Em meio ao noticiário cotidiano que eu tenho assistido na televisão, ou conferido no Algoritmo, que só me envia coisas que eu gosto de ler, me chamou a atenção as lambanças envolvendo a roubalheira astronômica do caso Master e alguns ministros do Supremo Tribunal Federal (STF) envolvidos, principalmente Dias Toffoli e Alexandre de Morais.
Alexandre de Morais, o todo poderoso ministro que evitou um golpe militar e botou ordem na casa, anda em desgraça da qual não vejo muita chance de sair. O ‘contratinho’ da digníssima esposa com o Banco Master destrói qualquer reputação. Confirmado que são dezenas de milhões de reais efetivamente recebidos, não há o que fazer sob o sol que limpe a mancha. A mulher de César não basta ser honesta, precisa parecer honesta. Até o momento, quanto mais explica, mais complica. E não me parece que vá aparecer jeito de explicar. Dias Toffoli já recolheu o rabo entre as pernas e é outro que a história não vai poupar quando ficarmos sabendo mais sobre as falcatruas do Banco Master.
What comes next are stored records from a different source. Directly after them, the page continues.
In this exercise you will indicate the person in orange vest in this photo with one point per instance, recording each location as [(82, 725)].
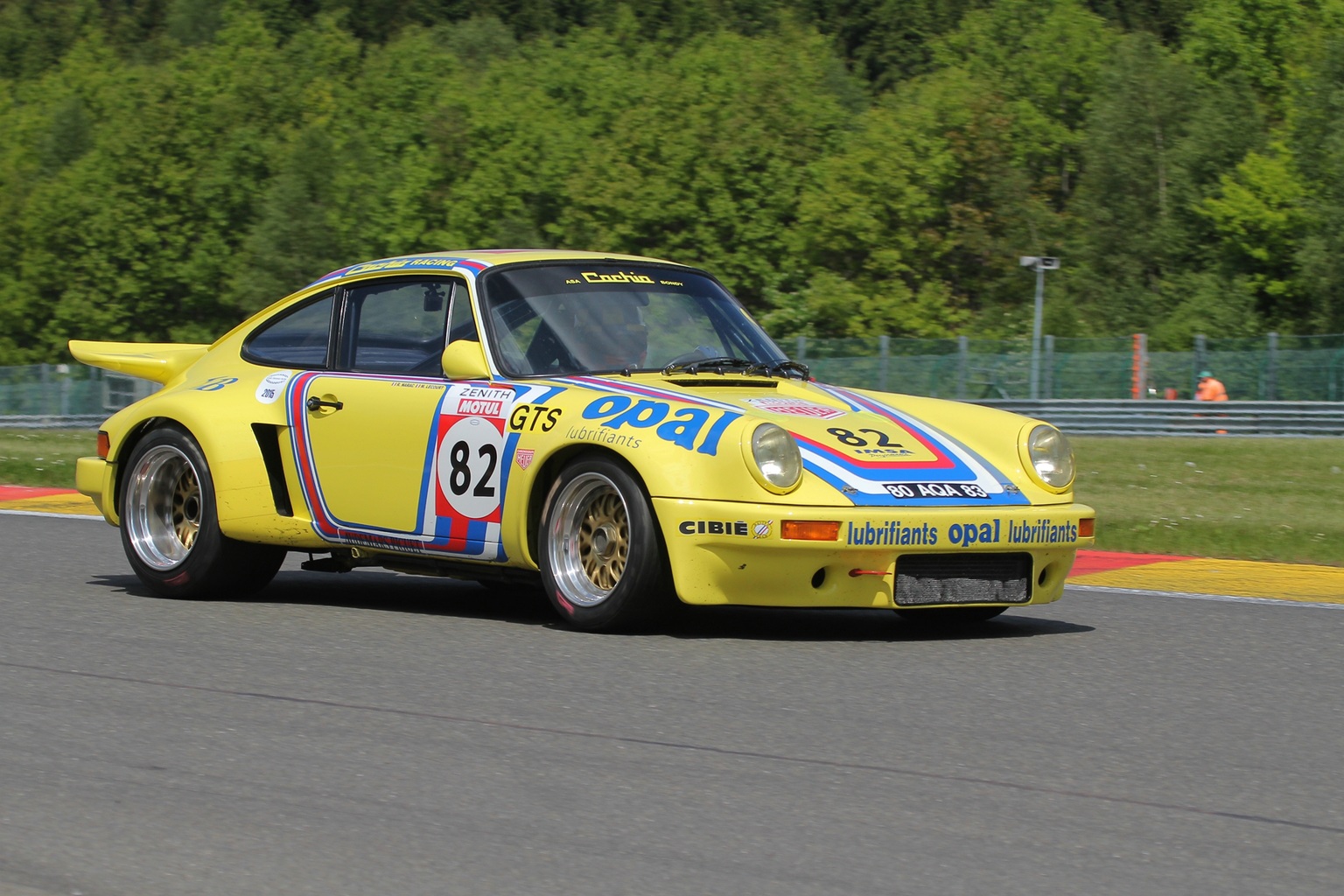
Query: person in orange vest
[(1208, 388)]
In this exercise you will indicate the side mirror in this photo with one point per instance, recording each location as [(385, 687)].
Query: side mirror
[(464, 359)]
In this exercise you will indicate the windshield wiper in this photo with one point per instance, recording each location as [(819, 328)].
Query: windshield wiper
[(715, 364), (788, 368), (726, 363)]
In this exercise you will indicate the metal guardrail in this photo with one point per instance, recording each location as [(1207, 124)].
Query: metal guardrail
[(1088, 416), (52, 421), (1077, 416)]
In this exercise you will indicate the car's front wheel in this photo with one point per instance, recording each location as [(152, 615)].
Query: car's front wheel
[(601, 559), (170, 528)]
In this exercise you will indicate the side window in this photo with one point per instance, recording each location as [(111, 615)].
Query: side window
[(460, 323), (298, 339), (398, 326)]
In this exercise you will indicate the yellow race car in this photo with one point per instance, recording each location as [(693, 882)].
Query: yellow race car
[(614, 426)]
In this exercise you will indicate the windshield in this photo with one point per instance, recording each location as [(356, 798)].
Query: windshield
[(582, 318)]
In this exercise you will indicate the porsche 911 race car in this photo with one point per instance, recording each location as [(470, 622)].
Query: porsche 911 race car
[(616, 427)]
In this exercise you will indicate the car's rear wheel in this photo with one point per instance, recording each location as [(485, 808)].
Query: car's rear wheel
[(170, 528), (601, 557), (949, 618)]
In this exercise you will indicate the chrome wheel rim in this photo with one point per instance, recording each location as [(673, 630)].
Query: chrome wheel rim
[(591, 539), (163, 507)]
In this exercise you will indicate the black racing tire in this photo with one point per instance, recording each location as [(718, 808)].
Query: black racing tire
[(170, 527), (948, 618), (601, 555)]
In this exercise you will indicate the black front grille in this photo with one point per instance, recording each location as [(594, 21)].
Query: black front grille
[(924, 579)]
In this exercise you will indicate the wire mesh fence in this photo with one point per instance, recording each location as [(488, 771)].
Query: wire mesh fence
[(1266, 368)]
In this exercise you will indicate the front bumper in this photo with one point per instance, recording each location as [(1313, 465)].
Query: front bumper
[(729, 552), (95, 477)]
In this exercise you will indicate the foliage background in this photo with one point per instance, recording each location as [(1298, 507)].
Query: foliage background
[(872, 167)]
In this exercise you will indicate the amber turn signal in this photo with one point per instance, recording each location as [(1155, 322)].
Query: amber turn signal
[(809, 529)]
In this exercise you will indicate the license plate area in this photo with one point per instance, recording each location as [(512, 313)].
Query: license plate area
[(929, 579)]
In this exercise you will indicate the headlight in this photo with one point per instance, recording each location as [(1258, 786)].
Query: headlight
[(779, 465), (1051, 457)]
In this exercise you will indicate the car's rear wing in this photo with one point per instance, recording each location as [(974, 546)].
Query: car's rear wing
[(158, 361)]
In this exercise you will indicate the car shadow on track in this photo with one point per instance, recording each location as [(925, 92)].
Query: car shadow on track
[(527, 606)]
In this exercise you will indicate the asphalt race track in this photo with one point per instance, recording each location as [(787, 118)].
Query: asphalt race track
[(388, 735)]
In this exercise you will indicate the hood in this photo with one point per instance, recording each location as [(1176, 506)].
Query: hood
[(869, 451)]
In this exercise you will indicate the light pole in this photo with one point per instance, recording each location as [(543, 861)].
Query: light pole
[(1040, 265)]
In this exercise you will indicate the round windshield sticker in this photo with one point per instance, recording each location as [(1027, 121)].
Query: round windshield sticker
[(273, 387)]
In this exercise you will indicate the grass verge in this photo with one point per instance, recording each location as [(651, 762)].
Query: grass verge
[(43, 457), (1221, 497), (1245, 499)]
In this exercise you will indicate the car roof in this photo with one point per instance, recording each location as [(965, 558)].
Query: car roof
[(474, 261)]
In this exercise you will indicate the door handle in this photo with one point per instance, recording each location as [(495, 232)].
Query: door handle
[(315, 403)]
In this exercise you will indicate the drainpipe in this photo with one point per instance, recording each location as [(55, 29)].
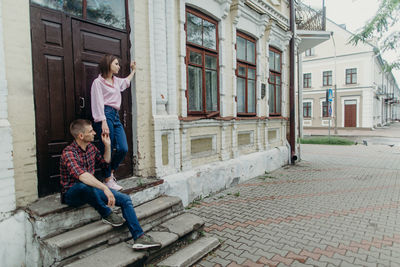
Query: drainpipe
[(292, 139)]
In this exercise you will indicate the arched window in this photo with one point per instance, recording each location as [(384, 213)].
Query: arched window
[(275, 82), (202, 63), (246, 72)]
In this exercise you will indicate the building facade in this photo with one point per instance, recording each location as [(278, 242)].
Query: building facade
[(208, 106), (367, 97)]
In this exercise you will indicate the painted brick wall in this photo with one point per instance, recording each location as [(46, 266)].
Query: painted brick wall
[(7, 192), (143, 85), (18, 66)]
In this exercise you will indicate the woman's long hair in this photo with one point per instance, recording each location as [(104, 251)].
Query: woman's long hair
[(105, 63)]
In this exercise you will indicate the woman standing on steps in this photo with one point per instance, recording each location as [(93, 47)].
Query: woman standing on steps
[(106, 102)]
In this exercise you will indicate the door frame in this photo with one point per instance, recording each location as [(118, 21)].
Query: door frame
[(357, 99), (69, 31)]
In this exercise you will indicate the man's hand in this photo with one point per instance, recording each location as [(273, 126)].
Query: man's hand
[(110, 197), (104, 127), (133, 65), (105, 137)]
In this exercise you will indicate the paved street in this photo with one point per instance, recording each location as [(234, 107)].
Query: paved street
[(338, 207)]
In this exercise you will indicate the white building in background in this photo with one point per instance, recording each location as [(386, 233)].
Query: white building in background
[(367, 97)]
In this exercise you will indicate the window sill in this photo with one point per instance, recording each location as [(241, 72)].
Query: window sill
[(278, 118), (229, 118)]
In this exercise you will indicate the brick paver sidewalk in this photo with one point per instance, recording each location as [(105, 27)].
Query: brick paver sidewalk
[(338, 207)]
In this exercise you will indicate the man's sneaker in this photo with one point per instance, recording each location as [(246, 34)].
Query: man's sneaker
[(114, 219), (145, 242), (112, 184)]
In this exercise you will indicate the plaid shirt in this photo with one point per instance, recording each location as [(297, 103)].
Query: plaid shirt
[(75, 161)]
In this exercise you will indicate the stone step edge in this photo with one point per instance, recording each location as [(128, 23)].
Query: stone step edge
[(64, 240), (192, 253), (122, 254), (54, 205)]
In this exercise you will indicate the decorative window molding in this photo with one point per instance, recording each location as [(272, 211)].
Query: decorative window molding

A meu ver, na minha opinião como a de quase todos, ministro do STF não precisa ter sigilo bancário. Assim como a remuneração que recebe é pública, tudo que se refere às movimentações financeiras de um ministro do Supremo deveriam estar disponíveis a todos os órgãos de fiscalização sem necessidade de autorização de quebra de sigilo. Afinal, ninguém na República precisa ser mais honesto que o ministro do Supremo Tribunal Federal.
… às amplas e rotineiras mentiras divulgadas nas redes sociais fazem os números da corrida eleitoral pela presidência darem osciladas.
Outro que anda se enrolando de graça é o Lulinha. Se não há problemas melhor é liberar já ao invés de ficar uma trupe de possíveis delinquentes, deputados e senadores, fazendo de tudo para evitar a quebra de sigilo do Lulinha. Quem está na seara pública tem que ter vida pública e dados abertos. Ao tentar esconder ficam mais sujeitos aos julgamentos equivocados e sem provas.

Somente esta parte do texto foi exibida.